Dia termenung lama di dalam kamar kedua orang tuanya. Bapak yang berminggu-minggu lalu masih disini. Bercanda dengannya. Kamar gelap ini menjadi saksi janji Bapak pada Ara. Ara tahu!kini dia paham, kenapa Bapak dulu meninggalkan istri dan anak-anaknya untuk pergi merantau ke negeri seberang.

 “Bapak pasti kembali, pasti. Bapak ingin Ara, Ibu dan Adik-Adik Ara punya rumah.”

Ara terus menangis. Air matanya tak mampu dia tahan lebih lama. Pintu kamar yang tadinya terbuka pun, dia tutup rapat. Agar ibunya tak mendengar tangis Ara.

Ara terbaring sambil memegang surat Bapak. Berlembar-lembar kertas putih itu hanya dipeluk Ara erat. Dia merasa Bapak begitu tega meninggalkan dia dan dua adiknya. Ibu mungkin menerima kepergian Bapak. Tapi dalam lubuk hati Ara, tidak!

Bapak seharusnya tak pergi meninggalkan dia. Ara tak punya lelaki lain, yang bisa mengantarnya pergi sekolah, ataupun mengkhawatirkan dia ketika pulang larut malam. Ara hanya ingin dikhawatirkan Bapak. Ara ingin dimanja Bapak. Ara ingin nasihat Bapak. Ara ingin Bapak ada di sini. Menemani setiap langkah hidup Ara.

Kenapa Bapak tak mencari saja pekerjaan disini. Toh, banyak yang bisa Bapak lakukan. Dulu saja ketika Dahlia, adik Ara belum ada, Ibu bilang Bapak cukup sukses punya dua mobil angkot di Bandung.  Bapak bisa menyewakan satu mobilnya dikemudikan orang lain, dan satu lagi dipakai Bapak.

Ara tak mengerti pa? Bukankah Bapak bilang, Allah tak pernah lupa memberi rizki. Semua yang ada di bumi pasti diberikan rizki. Lalu, kenapa di bumi Allah yang Maha Luas, Bapak mengambil jarak berkilo-kilo meter jauhnya dari kami. Bapak pergi bukan sehari dua hari, tetapi bertahun-tahun. Waktu itulah yang membuat Ara kadang lupa, kalau Bapak masih ada.
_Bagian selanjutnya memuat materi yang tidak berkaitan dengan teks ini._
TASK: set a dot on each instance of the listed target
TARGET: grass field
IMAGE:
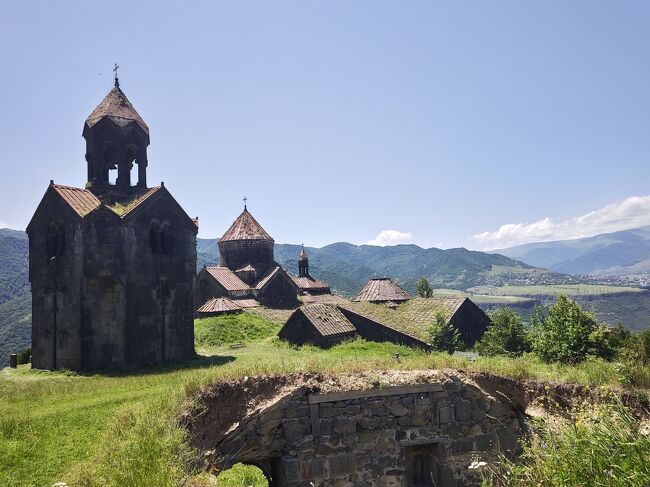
(119, 429)
(555, 289)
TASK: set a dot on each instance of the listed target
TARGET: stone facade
(111, 266)
(414, 435)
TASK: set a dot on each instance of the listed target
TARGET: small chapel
(111, 264)
(247, 269)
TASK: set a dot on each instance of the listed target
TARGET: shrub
(565, 333)
(443, 335)
(506, 335)
(423, 288)
(601, 448)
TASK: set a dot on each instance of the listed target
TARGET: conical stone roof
(118, 108)
(245, 227)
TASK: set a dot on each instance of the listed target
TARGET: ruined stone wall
(418, 434)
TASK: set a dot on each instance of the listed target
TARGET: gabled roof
(227, 278)
(123, 208)
(245, 227)
(247, 302)
(219, 305)
(449, 305)
(117, 108)
(82, 201)
(309, 283)
(327, 319)
(270, 275)
(382, 289)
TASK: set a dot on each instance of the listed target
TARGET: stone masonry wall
(417, 434)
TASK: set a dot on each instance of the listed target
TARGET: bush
(565, 334)
(24, 356)
(423, 288)
(602, 448)
(444, 336)
(506, 335)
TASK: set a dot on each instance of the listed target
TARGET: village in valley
(138, 352)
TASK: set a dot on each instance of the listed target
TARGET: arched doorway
(243, 475)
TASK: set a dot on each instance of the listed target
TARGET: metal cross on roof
(117, 81)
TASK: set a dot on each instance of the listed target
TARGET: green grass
(233, 328)
(242, 475)
(599, 448)
(119, 429)
(554, 289)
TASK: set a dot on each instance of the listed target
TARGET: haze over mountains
(624, 253)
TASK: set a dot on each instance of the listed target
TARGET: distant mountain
(624, 253)
(347, 267)
(344, 266)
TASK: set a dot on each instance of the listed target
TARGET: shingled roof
(307, 283)
(227, 278)
(380, 290)
(117, 108)
(219, 306)
(327, 319)
(82, 201)
(245, 227)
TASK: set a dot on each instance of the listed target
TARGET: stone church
(111, 265)
(247, 269)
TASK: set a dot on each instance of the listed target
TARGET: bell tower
(303, 263)
(116, 138)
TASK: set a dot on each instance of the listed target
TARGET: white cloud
(632, 212)
(390, 237)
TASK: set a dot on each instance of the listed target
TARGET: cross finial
(117, 81)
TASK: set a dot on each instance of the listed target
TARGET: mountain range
(623, 253)
(346, 267)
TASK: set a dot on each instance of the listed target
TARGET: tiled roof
(227, 278)
(118, 108)
(245, 227)
(449, 305)
(123, 208)
(327, 319)
(247, 303)
(381, 289)
(309, 283)
(219, 305)
(82, 201)
(269, 275)
(324, 299)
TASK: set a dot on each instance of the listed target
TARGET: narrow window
(155, 238)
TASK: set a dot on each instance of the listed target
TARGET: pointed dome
(303, 254)
(118, 108)
(245, 227)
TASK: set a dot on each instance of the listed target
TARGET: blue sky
(477, 124)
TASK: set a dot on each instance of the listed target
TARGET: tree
(443, 335)
(423, 288)
(506, 335)
(565, 334)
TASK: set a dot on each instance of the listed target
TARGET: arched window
(155, 238)
(167, 240)
(55, 240)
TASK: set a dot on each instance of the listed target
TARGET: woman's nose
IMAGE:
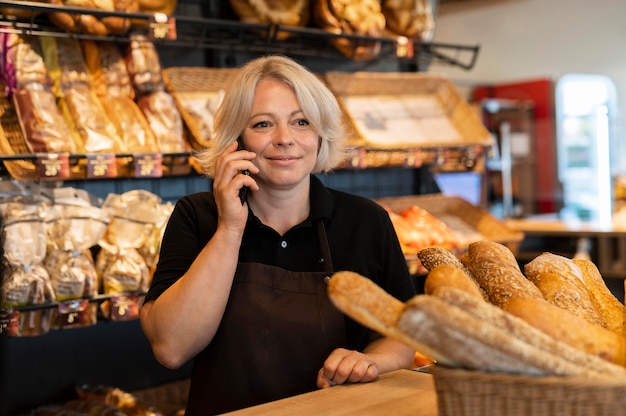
(284, 135)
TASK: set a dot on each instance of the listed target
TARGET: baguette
(561, 282)
(611, 310)
(520, 329)
(498, 273)
(478, 344)
(431, 257)
(571, 329)
(371, 306)
(446, 275)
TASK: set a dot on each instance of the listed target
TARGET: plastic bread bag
(73, 227)
(134, 216)
(25, 281)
Ara tidak kejam kan pa?

Nanti Bapak kirim kabar lagi ya lewat surat. Ara jangan lupa sholat. Ajak Lia dan Hari. Anak Bapak yang paling besar, pasti bisa bantu Ibu jaga kan?”

Lima lembar surat Bapak, kembali Ara lipat. Perih ini biarkan tersimpan rapi dalam amplop putih di atas ranjang Bapak.

                                                                                                 
---------------------
  King Abdullah
----------------------
                                                                                      

From : Imadudin                        For : Diah Prameswari
Po Box 36541                             Jalan Bunga No.4 Soeeta 
Riyadh Saudi Arabia                Bandung, Indonesia            


Desember, 1997
Ara Rindu Bapak


***

Ara kini mengerti pa, kenapa Bapak pergi!

Bapak tak punya pilihan. Bapak tak punya keahlian. Bapak terpaksa mencari pekerjaan ke negeri para TKI. Uang yang Bapak peroleh bisa lebih besar dari tempat kelahiran Bapak.

Raga Bapak memang jauh, namun hati dan jiwa, Bapak simpan disini. Di hati Ara, Lia, Hari, dan Ibu yang kian hari kulitnya mengeriput, walaupun usianya masih belum terlalu tua. Mungkin karena pekerjaan hidup itu pa. Membesarkan kami. Mendidik kami. Dia seorang diri tanpa pendamping hidup. Tenaga dan pikirannya tercurah untuk kami. Wajahnya kadang lelah, tapi dia tetap masih bisa bercanda, tersenyum bersama kami. Itu Ibu pa. Istri dan kekasih Bapak.

Desember, 1998
Indonesia Bergejolak, seperti Gejolak Ara yang rindu Bapak

Buku harian itu diletakan Ara. Buku sejarah hidup Ara tentang Bapak, akan tersimpan rapi sampai Bapak kembali berkumpul bersama kami.